秦无尘站在圆形石室的入口,脚下是平整如镜的黑石地面,没有一丝脚印,也没有风。
他没动,匕首还握在右手里,刃尖朝下,血珠早已落地消失,可刚才那股暖意却像活了一样,在鼻尖绕着不散。
他往前迈了一步。
这一步落下,整个空间像是被惊醒。
道令就在正前方三丈远的地方,悬在半空,离地约莫齐胸高,通体是温润的玉质,颜色偏青,边缘泛着淡淡的金光,像是日头晒透了老玉镯子的那种暖色。
它不动,但有节奏地微微起伏,一明一暗,真跟心跳似的。
秦无尘盯着它,左手习惯性地摸了摸腕上的冰蚕丝带。
他一步步走过去,脚步放得很轻,不是怕惊动什么,而是本能——这种地方,声音太大会让空气发颤。
走到距离道令还有五步时,他停了下来。
不是因为危险,而是因为他看见了阵法。
那层护盾一开始根本看不见,直到他抬手,指尖刚要触到道令的瞬间,空气突然“嗡”了一下。
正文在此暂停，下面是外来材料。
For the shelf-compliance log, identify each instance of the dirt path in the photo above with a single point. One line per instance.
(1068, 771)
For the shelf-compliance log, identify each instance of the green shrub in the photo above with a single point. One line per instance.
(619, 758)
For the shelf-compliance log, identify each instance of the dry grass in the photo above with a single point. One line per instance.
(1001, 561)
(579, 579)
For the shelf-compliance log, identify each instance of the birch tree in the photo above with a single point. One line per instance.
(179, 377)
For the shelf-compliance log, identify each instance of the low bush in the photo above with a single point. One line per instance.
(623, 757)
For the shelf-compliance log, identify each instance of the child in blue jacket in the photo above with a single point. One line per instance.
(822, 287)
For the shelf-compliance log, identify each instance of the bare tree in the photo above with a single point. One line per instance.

就像往水里扔了颗小石子,涟漪从道令四周荡开,一圈圈透明波纹浮现,把他挡在外头。
他缩回手,眯眼细看。
护盾是圆的,把道令裹得严实,表面流动着极细的符文,快得几乎看不清轨迹。
那些符号不是刻上去的,是活的,像虫子一样在光幕上爬,时而聚拢成团,时而散开重组。
他看得久了,眼睛有点发酸。
就在这时候,脑子里那个声音响了。
“检测到高阶封印阵法,需破解后方可接触目标”
声音平平的,没情绪,也没画面。
他知道这是系统在说话,不是幻听,也不是心声,就是那种……
你吃饭时锅盖自己掀开一下的感觉,怪,但你信它。
他没急着动作,退后半步,重新打量整个石室。
四壁是整块黑岩凿成的,看不出年头,也没火把或灵灯照明,可偏偏不黑。
光源来自道令本身,它的光不刺眼,照在墙上,显出一些浅浅的刻痕。
那些刻痕连起来,是个大圈,围着中央的道令,圈上有九个点,每个点都对应一种符形。
他慢慢蹲下身,手指虚划地面。
第一道纹路从西北起,绕过东南,折向正中,又分出两支,一支向上接天枢位,一支向下沉入地脉线。
这走势……有点熟。
他闭了闭眼,脑海里忽然闪过一片残碑林的画面。
断石横七竖八倒在地上,风吹沙走,其中一块碑角裂开,露出一组符文,和眼前这个阵法的边角纹路几乎一模一样。
画面只停留了一瞬,随即消散。
他知道,那是系统给的记忆碎片。
他睁开眼,呼吸稳住了。
这阵法,不是完全陌生的东西。
它用的是“九宫回环”的底子,中间掺了“阴阳错位”的变招,外层还套了个“三息锁元”的防御结构。
复杂是复杂,但不是无迹可寻。
关键是……这些基础,他学过。
不是系统教的,也不是哪个宗门秘传。
是他早年在一处山洞避雨时,有人随手画在石壁上的。
那人当时穿着灰袍,头发乱糟糟扎着,一边啃干粮一边说:“你看,阵法这东西,别总想着多玄多高深,最厉害的,往往是从最简单的路子走出来的。”
然后她就拿炭条在墙上画了个圈,分成九格,标了阴阳位,又画了几条流转线。
他还记得自己当时问:“这叫啥?”
她说:“随便起的,就叫‘懒人破阵图’吧。”
后来他才知道,那是墨鸢。
他低头看了看自己的手,又抬头看向护盾上的符文流转。
一样的节奏,一样的转折点。
虽然眼前的阵法放大了几十倍,嵌进了更高阶的规则,但骨子里的走法,和当年山洞里那幅“懒人图”是一个路数。
他嘴角动了动,没笑出来,但心里松了一截。
至少不是完全看不懂的天书。
他站起身,绕着护盾走了一圈,每一步都踩得极稳。
走到正南位时,他停下,伸出右手,掌心贴上光幕。
一股微麻顺着指尖窜上来,不疼,也不强,就像碰到了一层湿布。
他没撤手,反而加了点力。
护盾晃了晃,符文流速加快,仿佛察觉到了干扰。
与此同时,他左眼瞳孔深处,混沌金纹轻轻一跳,像是感应到了什么。